Trap-Neuter-Release (TNR) programs are a popular means of addressing the feral cat population. Two researchers, Anderson and Martin, used information about the stray cat population in one community to develop matrix population models to predict whether trap-euthanasia programs or TNR programs would be better at controlling feral cat populations. They found that, when comparing annual euthanasia of over 50% of the feral cat population to the annual neutering of over 50% of the population, their model found shelter-euthanasia to be more successful at controlling the population of free-roaming cats.
However, animal protectionists will be happy to know that there is also evidence that TNR programs are successful. Earlier this year, Boks surveyed successful TNR programs and found that these programs can have a significant impact. Some of these successes include: Orange County, Florida where, euthanasia decreased by 18% and cost savings totaled more than $100,000 in 6 years of implementing TNR, and the Upper West Side in New York City, which experienced a 73% drop in stray cat intakes within 3 years.

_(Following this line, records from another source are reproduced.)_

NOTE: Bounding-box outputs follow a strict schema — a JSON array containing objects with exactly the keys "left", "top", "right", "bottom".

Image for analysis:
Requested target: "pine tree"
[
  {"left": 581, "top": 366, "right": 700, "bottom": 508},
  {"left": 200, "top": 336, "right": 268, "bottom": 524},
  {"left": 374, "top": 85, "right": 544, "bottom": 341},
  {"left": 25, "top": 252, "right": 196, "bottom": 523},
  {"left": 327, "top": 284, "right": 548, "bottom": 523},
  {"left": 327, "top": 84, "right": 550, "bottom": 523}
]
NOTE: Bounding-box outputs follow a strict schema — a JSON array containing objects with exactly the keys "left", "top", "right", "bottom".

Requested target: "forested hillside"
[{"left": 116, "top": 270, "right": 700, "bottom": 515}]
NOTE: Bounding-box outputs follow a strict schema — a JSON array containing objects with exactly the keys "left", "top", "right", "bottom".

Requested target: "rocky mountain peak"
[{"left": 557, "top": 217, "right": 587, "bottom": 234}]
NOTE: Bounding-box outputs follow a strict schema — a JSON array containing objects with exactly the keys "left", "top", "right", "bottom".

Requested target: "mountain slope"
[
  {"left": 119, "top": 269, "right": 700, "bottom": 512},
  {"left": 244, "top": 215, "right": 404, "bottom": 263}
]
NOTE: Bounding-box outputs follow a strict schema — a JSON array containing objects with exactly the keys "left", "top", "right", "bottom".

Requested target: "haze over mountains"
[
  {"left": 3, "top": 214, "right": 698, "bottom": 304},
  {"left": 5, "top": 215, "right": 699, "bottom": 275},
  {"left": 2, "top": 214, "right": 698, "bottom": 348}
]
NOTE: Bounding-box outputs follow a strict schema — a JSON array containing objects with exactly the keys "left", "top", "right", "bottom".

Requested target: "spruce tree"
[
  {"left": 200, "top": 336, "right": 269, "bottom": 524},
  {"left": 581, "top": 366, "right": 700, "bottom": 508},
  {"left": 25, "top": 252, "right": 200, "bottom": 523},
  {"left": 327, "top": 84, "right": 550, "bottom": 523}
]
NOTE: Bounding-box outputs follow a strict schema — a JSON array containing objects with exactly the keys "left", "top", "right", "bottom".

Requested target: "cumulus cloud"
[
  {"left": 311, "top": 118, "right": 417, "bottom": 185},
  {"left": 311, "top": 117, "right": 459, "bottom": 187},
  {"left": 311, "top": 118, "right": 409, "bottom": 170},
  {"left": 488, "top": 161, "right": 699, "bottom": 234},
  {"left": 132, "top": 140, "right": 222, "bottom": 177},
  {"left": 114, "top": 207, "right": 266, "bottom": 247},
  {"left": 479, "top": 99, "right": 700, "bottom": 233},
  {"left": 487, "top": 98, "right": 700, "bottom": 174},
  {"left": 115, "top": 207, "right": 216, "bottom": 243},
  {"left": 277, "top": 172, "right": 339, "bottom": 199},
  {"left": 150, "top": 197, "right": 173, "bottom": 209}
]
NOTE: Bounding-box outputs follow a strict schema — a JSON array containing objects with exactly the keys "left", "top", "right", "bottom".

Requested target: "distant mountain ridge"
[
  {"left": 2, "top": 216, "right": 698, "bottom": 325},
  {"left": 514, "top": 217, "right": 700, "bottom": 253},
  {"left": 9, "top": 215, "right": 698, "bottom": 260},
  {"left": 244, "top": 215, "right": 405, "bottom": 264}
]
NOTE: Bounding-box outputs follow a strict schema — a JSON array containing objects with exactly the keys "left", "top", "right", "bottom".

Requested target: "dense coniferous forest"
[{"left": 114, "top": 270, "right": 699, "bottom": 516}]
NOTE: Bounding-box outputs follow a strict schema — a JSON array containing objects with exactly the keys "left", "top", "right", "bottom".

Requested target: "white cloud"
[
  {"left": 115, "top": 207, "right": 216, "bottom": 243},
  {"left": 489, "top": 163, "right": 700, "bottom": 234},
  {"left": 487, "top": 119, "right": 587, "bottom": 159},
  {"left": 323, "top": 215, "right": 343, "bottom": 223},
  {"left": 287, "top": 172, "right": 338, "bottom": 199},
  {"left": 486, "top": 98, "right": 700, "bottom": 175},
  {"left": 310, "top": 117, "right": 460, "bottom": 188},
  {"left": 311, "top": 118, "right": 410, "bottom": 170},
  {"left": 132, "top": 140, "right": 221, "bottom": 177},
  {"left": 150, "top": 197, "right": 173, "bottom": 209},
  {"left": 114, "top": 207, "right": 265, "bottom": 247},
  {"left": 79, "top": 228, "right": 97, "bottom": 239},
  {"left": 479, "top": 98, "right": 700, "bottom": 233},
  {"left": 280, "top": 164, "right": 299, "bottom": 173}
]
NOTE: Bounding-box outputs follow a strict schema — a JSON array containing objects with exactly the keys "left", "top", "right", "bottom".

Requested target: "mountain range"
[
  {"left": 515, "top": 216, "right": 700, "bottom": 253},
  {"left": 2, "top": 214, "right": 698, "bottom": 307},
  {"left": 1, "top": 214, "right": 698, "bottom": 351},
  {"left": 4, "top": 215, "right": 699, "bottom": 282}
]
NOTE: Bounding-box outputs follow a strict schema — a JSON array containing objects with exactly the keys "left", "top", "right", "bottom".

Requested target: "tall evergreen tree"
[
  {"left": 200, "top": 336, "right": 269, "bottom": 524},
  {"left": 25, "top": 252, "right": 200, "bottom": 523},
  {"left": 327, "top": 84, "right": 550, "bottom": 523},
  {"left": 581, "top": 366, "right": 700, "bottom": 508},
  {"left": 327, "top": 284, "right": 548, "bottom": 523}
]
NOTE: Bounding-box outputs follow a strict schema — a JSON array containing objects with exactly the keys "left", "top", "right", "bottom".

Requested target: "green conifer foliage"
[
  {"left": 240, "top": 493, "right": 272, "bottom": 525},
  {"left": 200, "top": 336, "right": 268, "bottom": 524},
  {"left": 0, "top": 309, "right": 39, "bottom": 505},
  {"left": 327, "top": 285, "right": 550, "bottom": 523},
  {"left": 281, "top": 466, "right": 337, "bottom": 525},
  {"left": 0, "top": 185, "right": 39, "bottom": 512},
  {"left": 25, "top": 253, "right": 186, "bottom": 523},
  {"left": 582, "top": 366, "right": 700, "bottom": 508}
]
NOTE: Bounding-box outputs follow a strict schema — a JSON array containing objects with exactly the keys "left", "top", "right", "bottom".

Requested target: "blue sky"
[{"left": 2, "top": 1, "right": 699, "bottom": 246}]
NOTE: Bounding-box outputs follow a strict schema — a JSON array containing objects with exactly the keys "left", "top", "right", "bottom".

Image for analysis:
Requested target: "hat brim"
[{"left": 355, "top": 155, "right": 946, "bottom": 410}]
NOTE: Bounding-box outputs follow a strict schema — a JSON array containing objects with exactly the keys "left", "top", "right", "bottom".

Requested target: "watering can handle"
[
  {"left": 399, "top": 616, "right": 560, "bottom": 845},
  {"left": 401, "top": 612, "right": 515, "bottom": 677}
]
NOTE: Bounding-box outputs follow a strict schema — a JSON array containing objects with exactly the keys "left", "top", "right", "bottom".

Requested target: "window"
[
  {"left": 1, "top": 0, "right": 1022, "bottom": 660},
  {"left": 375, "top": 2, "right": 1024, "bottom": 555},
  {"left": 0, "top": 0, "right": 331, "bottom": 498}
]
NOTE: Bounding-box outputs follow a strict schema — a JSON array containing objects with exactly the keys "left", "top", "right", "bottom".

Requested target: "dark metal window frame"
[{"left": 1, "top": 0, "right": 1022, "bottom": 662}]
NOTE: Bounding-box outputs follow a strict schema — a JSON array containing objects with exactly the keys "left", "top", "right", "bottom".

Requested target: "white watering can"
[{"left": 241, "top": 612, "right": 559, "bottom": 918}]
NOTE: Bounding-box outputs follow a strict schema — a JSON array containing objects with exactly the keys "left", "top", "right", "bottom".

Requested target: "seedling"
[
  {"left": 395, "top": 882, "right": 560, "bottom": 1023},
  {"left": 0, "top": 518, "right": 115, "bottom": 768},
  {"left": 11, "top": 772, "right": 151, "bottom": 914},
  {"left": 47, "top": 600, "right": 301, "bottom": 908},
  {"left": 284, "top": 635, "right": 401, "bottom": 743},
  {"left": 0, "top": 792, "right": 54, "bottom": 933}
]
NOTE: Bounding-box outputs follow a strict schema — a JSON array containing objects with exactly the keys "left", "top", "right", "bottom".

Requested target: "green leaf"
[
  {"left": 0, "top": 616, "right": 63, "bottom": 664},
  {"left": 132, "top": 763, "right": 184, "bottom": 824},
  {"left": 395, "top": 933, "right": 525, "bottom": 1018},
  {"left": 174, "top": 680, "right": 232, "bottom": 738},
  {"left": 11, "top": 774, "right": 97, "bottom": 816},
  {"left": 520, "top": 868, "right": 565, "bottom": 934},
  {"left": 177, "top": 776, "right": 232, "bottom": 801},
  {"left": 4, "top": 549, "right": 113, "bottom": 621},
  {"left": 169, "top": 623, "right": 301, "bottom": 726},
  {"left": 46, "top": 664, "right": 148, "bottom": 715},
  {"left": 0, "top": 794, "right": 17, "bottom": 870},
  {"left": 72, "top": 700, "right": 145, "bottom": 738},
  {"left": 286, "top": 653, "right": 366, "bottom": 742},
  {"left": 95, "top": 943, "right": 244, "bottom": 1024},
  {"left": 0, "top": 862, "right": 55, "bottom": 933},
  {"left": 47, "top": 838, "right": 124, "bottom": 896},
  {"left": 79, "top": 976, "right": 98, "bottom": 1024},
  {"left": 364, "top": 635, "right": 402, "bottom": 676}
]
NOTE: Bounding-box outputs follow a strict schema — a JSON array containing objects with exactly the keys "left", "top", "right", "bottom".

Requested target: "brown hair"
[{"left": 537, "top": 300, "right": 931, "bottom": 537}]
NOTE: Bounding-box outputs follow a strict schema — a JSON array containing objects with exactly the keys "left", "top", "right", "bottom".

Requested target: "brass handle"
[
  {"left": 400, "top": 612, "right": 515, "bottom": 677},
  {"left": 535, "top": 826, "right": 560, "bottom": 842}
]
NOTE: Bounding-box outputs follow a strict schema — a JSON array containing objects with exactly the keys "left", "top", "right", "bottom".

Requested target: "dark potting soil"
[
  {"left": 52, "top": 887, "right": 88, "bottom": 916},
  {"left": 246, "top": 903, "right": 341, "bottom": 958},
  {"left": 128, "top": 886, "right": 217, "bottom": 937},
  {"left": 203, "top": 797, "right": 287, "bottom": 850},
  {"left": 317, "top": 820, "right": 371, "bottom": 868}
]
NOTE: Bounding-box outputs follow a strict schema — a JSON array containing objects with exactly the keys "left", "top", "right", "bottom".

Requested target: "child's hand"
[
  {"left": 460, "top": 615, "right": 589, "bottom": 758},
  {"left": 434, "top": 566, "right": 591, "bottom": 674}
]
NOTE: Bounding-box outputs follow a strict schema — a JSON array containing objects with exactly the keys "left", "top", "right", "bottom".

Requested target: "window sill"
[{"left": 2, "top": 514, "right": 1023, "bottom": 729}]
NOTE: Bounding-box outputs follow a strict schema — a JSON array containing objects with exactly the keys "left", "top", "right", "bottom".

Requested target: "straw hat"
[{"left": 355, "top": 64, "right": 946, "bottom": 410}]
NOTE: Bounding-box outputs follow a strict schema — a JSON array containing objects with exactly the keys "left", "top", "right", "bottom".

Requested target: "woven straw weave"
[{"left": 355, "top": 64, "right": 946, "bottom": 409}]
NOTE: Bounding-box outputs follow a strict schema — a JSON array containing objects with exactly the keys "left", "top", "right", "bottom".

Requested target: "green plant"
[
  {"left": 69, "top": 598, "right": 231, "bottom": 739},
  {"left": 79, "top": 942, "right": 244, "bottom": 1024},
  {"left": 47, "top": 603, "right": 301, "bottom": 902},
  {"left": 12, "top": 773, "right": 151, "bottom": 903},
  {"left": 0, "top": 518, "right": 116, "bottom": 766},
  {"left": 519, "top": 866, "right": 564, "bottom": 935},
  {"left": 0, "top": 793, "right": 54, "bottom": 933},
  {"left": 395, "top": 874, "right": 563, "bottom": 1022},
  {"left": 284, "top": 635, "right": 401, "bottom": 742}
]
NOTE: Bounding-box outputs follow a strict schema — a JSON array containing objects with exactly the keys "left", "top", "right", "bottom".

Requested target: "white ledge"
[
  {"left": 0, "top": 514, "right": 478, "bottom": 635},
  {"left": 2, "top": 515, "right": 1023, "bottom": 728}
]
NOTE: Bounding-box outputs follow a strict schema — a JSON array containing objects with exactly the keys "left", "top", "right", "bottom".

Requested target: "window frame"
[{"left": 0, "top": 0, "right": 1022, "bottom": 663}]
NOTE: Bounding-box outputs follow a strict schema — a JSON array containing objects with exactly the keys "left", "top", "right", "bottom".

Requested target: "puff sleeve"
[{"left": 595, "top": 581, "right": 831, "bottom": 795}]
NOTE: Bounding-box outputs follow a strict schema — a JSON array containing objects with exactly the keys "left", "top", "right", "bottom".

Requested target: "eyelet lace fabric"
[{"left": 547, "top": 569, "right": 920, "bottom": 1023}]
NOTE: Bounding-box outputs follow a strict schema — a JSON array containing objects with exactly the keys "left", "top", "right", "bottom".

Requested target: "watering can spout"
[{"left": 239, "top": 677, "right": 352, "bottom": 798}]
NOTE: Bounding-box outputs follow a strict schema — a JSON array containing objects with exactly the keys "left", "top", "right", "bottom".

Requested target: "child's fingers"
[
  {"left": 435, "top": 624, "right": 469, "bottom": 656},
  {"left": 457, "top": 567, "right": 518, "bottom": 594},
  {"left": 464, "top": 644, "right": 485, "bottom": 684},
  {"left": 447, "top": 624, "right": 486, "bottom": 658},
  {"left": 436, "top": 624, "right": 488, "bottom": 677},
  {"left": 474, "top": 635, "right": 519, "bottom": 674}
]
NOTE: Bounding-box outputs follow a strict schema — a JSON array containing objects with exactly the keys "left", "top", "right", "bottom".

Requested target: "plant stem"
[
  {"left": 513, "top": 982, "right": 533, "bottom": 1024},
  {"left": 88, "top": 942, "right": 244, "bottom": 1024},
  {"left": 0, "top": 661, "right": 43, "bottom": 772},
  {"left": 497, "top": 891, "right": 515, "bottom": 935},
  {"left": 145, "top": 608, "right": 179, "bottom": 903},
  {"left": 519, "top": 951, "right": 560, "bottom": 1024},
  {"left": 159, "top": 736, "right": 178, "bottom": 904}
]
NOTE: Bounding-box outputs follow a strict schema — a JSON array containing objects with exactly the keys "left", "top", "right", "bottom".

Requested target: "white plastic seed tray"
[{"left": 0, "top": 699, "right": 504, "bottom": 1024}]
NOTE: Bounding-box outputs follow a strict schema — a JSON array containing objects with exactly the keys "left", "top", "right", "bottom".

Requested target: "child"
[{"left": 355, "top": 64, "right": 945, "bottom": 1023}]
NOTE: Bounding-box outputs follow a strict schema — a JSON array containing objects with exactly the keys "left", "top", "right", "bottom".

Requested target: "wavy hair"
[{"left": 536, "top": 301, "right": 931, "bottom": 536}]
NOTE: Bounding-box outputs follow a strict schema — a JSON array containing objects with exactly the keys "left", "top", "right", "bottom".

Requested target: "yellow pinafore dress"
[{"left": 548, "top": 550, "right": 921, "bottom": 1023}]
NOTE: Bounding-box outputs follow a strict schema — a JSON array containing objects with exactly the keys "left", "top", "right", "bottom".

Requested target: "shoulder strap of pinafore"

TNR programs are most effective when they are accompanied by education and outreach efforts. A study at the University of Rome tracked the country’s TNR programs for the decade after they were implemented and found that, although they did reduce the feral cat population, their effects were influenced by new cats who immigrated into the population, often due to owner abandonment. As such, the study suggests: “[TNR] efforts without an effective education of people to control the reproduction of house cats (as a prevention for abandonment) are a waste of money, time and energy.”
As with so many problems facing animals, the solution is necessarily multi-faceted. To successfully address companion animal overpopulation and reduce shelter deaths what is needed is a combination of programs, implemented by veterinarians, shelters, rescue groups, spay/neuter organizations, and other animal advocacy groups working together to address the issues in their communities.